Dopamine is a commonly used vasoactive drug that acts in a stepwise manner on dopaminergic and adrenergic (a and β) receptors.
We undertook this study to investigate the effect of two types of vasopressors; norepinephrine versus dopamine, when used, for intraoperative and postoperative hemodynamic support in renal transplant recipients and their influence on the postoperative outcome regarding postoperative renal graft function.
This prospective, randomized clinical trial was carried out in Assiut University Hospital, Renal Transplantation Unit. After approval of the local ethics committee of Assiut University and obtaining written informed consent from all patients, 44 patients scheduled for living donor kidney transplantation were included. Patients were randomly allocated into two groups, group (N): the Norepinephrine infusion group (22 patients), and group (D): The dopamine infusion group (22 patients) to compare the two drugs as regards their efficacy in improving early graft function.
Results
Regarding age, gender, weight, height, BMI, duration of chronic RF, duration of dialysis was comparable between both groups. Also, anesthesia time, operation time, need blood transfusion, presence of complications and type of complications (dialysis, rejection, and hematoma) were insignificantly different between both groups.
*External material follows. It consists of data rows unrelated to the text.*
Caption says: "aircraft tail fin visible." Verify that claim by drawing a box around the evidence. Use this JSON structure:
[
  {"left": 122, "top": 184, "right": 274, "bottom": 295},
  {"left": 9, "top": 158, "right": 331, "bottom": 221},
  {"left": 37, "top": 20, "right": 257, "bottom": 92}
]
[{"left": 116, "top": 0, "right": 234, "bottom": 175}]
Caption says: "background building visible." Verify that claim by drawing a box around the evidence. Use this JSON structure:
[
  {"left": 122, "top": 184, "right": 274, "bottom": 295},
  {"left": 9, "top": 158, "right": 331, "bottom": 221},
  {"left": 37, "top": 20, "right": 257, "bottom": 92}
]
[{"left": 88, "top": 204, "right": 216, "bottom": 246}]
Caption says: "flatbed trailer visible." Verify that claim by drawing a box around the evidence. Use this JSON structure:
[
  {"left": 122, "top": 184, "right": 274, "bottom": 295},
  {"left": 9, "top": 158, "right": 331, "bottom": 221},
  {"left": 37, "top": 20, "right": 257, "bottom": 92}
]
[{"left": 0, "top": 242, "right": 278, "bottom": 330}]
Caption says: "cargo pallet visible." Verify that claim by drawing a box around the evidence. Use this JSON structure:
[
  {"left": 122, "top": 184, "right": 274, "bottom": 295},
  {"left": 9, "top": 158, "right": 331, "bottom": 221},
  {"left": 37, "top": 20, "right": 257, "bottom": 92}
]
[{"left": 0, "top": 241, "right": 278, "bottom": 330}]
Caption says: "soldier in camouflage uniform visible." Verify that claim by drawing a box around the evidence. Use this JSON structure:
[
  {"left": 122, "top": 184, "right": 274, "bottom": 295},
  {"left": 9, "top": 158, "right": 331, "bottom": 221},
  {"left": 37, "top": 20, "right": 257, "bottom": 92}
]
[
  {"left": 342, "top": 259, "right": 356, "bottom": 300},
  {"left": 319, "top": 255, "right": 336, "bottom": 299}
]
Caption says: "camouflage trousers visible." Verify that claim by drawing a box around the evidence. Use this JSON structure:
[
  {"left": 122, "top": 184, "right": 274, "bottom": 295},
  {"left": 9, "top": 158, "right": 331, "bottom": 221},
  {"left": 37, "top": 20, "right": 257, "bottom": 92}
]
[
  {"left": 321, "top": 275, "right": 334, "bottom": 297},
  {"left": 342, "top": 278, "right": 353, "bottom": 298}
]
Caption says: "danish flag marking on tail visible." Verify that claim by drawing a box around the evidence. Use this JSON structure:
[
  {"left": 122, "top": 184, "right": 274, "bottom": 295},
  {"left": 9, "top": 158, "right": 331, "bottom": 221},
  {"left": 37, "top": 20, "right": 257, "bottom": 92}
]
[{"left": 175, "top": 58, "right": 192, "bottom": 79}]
Both groups showed MBP at baseline, 10min, 20min and 30min between both groups. Also, both had insignificant different HR at baseline, 10 min and 20 min. However, HR was significantly higher at 30 min in dopamine group than in nor epinephrine group (P value =0.031). Moreover, MBP and HR were significantly higher at 10 min, 20 min and 30 min compared to baseline in nor epinephrine group and dopamine group (P value <0.001).
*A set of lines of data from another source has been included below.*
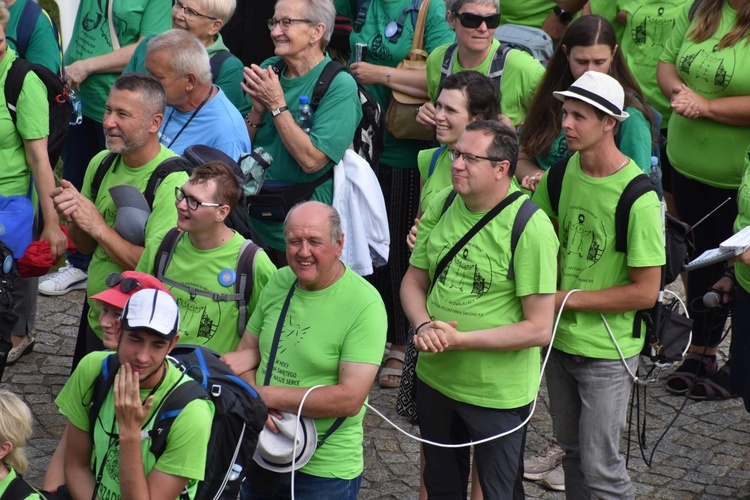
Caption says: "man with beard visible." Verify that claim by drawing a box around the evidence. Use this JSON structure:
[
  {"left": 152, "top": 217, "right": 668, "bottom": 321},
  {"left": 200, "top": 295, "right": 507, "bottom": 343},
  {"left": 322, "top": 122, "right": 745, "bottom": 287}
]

Regarding CVP measurement was insignificantly different at baseline and 10 min between both groups and was significantly lower at 20 min and 30 min in dopamine group than in nor epinephrine group (P value =0.015 and 0.022 respectively). CVP was insignificantly different at 10 min, 20 min and 30 min compared to baseline in norepinephrine group while was significantly higher at 10min and lower at 20min and 30min compared to baseline in dopamine group (P value=0.031)
UOP was significantly higher at baseline and 20 min in dopamine group than in nor epinephrine group (P value=0.012 and 0.001 respectively) and was insignificantly different at 10 min and 30 min between both groups. UOP was significantly higher at 10 min, 20 min and 30 min compared to baseline in nor epinephrine group and dopamine group (P value <0.001).
Creatinine level was significantly higher at baseline in nor epinephrine group than in dopamine group (P value=0.009), and was insignificantly different at 4h, 12h and 24h between both groups. However, Urea and RRI were insignificantly different at baseline, 4h, 12h and 24h between both groups. In both groups, Creatinine and urea were significantly lower at 4h, 12h and 24 compared to baseline in nor epinephrine group and dopamine group (P value <0.05). Also, RRI was insignificantly different at 4h, 12h and 24 compared to baseline in nor epinephrine group and dopamine group.
HB 24 hrs, HCT 24 hrs, PLTs 24 hrs, WBCs 24 hrs and albumin 24 hrs were insignificantly different between both groups.